Meeting Abstract
9.5 Monday, Jan. 4 Community ecology, evolution, and molecules of keystone significance FERRER, RP*; ZIMMER, RK; Seattle Pacific University; University of California, Los Angeles ferrer1@spu.edu
The keystone species concept is seminal in ecological theory. It involves species whose impacts on communities are far greater than would be predicted from their relative abundances or biomasses. Similarly, select neuroactive compounds function in keystone roles. They are rare within natural habitats but connect such seemingly disparate processes as microbial loop dynamics and apex predation. Outstanding examples draw on four distinct sets of compounds: dimethylsulfoniopropionate (DMSP and metabolites), tetrodotoxin (TTX and its precursor, arginine), saxitoxin (STX), and pyrrolizidine alkaloids (PAs).

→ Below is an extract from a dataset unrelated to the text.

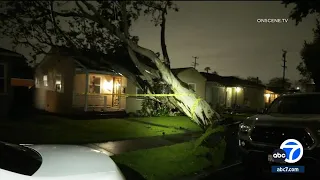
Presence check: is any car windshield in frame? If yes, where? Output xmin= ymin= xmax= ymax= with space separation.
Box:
xmin=0 ymin=141 xmax=42 ymax=176
xmin=267 ymin=94 xmax=320 ymax=114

Introduced into a respective community by one, or only a few, autotrophic or microbial species, these molecules originally function in chemical defense. When borrowed by resistant consumer species, however, they are used either in chemical defense against higher-order predators, or as chemosensory cues that elicit courtship and mating, alarm, and predatory search. Requisite to these multifunctional properties, biosynthetic capacity first evolves with mechanisms for autoimmunity and/or toxin storage in primary producers. Subsequently, consumers evolve resistances or tolerances, and the toxins are transferred through food webs via trophic interactions. In consumers, mechanisms develop for recognizing toxins as feeding cues, and eventually as signals or pheromones in chemical communication within, or between, species. Through convergent evolution, one, or a few, neuroactive compounds thus inform phylogenetically diverse species in a given community. These select molecules initiate major direct and indirect effects, causing potent reverberations and structuring respective communities within terrestrial, freshwater, coastal-ocean and open-ocean habitats.